Donald Trump Reveals Queen Elizabeth’s Hidden Pain Over Harry and Meghan: ‘She Was Stunned’
The president tells journalist Susan Page what he saw behind the Queen's composure—and why he believes the Sussexes broke her heart.
The late Queen Elizabeth II took many secrets to her grave. According to Donald Trump, one of them was exactly how much Prince Harry and Meghan Markle had broken her heart. In a new book, US President Donald Trump pulled back the curtain on a series of private conversations with the late Queen—and the picture that emerges is one of a monarch who said very little but felt a lot. And the reason behind it was the Sussexes, whose departure from royal life Trump believes, wounded the Queen far more deeply than she ever let on.
"I asked her about it constantly," Trump told journalist Susan Page, whose book The Queen and Her Presidents: The Hidden Hand That Shaped History is published this week. "I'd say, 'Come on, tell me.' 'No, no. It's very nice.' Everybody was nice. She liked everybody." Tom Sykes, writing in The Royalist about the excerpt, flagged this as one of the book's most compelling passages—a window into the Queen's private pain, filtered through the singular lens of a man not exactly known for his own diplomatic restraint. Trump told Page he saw straight through the deflection. "She would always say, 'No, no, would be lovely, lovely,'" he said. "But it wasn't lovely, and I think it hurt her. I really think it hurt her. It was tremendous dissension, and I just don't think they treated her with the respect that she should have, frankly."

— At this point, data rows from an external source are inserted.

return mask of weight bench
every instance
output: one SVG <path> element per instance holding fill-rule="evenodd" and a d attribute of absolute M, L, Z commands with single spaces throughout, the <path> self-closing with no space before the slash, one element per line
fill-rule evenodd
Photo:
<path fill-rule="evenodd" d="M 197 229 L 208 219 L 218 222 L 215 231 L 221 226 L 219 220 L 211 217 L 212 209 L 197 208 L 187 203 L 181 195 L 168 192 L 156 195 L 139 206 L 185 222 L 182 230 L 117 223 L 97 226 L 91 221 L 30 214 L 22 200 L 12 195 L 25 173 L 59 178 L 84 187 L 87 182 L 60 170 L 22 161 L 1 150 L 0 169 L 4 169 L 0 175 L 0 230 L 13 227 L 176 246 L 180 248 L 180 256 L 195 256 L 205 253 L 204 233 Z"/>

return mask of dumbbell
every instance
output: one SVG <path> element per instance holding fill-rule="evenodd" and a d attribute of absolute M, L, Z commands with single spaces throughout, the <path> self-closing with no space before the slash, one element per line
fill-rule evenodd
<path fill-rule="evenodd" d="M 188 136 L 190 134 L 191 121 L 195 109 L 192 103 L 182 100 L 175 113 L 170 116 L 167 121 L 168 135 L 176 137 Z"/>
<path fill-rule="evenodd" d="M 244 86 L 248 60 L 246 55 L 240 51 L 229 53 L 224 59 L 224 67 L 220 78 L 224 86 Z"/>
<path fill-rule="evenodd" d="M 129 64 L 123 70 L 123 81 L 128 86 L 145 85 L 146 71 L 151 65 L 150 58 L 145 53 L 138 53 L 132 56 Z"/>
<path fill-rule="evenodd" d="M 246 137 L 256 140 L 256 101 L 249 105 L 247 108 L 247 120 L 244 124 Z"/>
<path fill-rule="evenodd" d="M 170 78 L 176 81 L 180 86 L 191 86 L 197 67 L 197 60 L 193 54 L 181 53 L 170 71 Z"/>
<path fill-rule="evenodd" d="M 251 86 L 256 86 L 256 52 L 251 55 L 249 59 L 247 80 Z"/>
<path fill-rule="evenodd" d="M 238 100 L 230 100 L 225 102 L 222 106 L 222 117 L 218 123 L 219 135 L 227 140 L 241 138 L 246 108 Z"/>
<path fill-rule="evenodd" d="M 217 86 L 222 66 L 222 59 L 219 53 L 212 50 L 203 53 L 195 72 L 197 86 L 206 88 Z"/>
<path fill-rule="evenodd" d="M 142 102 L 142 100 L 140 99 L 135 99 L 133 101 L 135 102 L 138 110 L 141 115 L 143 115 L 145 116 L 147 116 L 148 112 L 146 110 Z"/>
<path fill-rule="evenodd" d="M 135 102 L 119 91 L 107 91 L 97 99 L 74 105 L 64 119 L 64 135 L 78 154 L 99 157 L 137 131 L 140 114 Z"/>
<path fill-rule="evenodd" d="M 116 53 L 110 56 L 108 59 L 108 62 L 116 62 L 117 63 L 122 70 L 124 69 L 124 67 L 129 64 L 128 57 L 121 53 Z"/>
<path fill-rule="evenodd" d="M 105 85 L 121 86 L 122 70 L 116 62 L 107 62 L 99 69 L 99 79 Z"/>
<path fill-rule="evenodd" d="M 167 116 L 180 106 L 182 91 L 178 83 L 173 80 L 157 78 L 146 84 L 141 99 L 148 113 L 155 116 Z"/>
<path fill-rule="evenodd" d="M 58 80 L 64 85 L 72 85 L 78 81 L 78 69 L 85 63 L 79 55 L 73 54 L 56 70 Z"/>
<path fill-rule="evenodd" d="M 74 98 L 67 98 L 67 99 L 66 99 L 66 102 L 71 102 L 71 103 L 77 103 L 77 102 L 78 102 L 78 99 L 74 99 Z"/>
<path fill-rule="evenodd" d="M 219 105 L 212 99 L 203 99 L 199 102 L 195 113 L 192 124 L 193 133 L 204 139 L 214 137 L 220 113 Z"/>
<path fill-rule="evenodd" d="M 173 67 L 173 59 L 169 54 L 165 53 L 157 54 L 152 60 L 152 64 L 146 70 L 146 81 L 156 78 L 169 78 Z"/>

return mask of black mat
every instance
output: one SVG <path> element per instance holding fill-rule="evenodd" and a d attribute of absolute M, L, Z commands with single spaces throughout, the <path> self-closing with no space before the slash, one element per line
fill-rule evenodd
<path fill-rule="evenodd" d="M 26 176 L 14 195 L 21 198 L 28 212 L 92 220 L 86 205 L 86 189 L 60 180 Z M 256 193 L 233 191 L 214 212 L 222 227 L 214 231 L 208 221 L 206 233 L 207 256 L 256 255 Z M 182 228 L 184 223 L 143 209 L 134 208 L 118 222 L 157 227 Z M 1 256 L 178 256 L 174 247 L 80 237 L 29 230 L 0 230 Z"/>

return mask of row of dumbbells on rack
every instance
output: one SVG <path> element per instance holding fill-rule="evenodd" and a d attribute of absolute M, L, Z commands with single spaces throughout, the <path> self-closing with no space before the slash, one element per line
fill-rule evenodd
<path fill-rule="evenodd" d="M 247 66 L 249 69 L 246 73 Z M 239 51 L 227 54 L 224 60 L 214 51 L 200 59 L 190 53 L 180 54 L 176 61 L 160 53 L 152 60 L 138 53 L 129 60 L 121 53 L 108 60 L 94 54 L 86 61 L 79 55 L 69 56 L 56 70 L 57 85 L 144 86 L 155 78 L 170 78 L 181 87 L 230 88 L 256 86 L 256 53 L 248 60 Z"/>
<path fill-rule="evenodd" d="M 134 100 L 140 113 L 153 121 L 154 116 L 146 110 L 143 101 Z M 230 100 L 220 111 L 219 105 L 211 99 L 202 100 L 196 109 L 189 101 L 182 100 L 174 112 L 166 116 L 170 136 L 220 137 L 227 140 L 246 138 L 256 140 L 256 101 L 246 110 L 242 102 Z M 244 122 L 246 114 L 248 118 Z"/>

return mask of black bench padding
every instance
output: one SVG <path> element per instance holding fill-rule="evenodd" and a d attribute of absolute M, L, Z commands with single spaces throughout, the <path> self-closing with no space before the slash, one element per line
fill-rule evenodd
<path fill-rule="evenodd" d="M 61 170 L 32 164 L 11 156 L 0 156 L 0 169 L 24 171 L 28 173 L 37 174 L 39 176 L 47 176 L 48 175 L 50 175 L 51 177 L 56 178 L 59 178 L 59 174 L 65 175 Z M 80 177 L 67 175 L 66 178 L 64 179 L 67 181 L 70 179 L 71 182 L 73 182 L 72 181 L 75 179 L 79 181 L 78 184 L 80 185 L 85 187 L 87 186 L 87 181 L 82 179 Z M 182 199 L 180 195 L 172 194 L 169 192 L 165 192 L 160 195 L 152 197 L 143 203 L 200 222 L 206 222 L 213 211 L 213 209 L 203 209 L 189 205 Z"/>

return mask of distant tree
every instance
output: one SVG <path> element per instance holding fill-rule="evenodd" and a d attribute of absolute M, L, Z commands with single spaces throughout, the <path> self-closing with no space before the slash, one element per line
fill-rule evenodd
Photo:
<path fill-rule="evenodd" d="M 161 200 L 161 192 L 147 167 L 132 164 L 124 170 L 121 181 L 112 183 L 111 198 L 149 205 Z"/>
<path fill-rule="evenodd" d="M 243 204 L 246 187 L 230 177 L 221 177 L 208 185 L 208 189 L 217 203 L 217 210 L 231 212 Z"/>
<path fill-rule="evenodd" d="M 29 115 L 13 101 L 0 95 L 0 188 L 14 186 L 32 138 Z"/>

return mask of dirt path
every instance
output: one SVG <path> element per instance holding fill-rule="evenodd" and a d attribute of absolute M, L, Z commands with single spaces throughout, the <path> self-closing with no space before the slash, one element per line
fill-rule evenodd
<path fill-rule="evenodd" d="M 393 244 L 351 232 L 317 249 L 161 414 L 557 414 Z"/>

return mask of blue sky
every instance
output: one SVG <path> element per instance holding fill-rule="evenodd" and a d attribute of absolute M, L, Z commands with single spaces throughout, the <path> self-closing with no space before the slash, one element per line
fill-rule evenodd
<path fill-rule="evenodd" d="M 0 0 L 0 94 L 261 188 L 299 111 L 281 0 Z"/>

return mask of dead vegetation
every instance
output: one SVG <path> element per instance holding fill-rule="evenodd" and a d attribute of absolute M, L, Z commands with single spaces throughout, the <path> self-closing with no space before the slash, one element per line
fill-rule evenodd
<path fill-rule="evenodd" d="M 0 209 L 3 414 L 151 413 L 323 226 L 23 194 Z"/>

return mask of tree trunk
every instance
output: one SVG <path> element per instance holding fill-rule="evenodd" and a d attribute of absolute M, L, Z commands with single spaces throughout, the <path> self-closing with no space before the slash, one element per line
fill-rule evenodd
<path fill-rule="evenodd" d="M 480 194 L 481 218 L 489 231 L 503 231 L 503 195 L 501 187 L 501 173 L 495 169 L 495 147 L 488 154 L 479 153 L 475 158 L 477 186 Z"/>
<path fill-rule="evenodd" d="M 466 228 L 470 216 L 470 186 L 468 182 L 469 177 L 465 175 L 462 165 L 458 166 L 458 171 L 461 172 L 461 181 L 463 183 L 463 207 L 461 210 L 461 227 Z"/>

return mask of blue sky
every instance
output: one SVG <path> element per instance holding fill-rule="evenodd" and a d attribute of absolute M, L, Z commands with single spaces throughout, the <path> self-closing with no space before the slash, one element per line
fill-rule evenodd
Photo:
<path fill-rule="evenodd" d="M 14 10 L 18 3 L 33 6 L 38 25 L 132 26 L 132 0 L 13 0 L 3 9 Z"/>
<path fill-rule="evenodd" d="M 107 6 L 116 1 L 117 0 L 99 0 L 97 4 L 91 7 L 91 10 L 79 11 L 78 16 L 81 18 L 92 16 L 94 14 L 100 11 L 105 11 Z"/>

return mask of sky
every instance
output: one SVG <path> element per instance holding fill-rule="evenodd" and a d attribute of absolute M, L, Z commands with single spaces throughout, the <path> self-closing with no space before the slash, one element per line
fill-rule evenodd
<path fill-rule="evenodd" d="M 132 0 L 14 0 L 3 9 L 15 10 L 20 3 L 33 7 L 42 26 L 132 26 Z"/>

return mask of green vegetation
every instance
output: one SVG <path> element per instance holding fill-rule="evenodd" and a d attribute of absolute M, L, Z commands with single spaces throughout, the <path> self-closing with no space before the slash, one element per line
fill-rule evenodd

He went further. "I actually told her I couldn't do what she does, because she was very cool on the subject," Trump said. "She would talk about it but never said anything bad about either of them, and I think she loved Harry, really loved Harry. But Harry's been, I feel, led astray. I really do. I think he's been terribly led astray."
Sykes noted that, if one removes the bravado, what remains is a president saying the Queen was devastated by her own grandson. "It's just so disrespectful the way that happened, and she didn't deserve that," Trump told Page. "This is a woman whom everybody respected so much. I think she was stunned by what was happening, actually. She couldn't believe it in real time." The Sussex revelations are not the only bombshells Sykes flags in his coverage of the book.
Sykes also detailed the Queen's private views on Brexit. Page wrote in the book that during a private lunch with Barack Obama on April 22, 2016, the day after her 90th birthday, the Queen made her feelings known. Obama told Page she had effectively asked why a prime minister who understood politics would call a public referendum on a matter of such consequence without knowing the result. Obama said he was surprised by her candor—and that it was the only time she had ever commented directly on British politics to him.
Sykes also notes that Trump was, by his own admission, utterly enchanted by the Queen—and repeatedly tried to get her to say something she shouldn't. He pushed her for her favorite president and prime minister and suggested it must have been Churchill. Each time, she deflected. "No, no, no. He was wonderful, Winston. But they were all so good. They worked so hard." Trump's ultimate conclusion was that, "I couldn't get her to say a bad thing about anybody."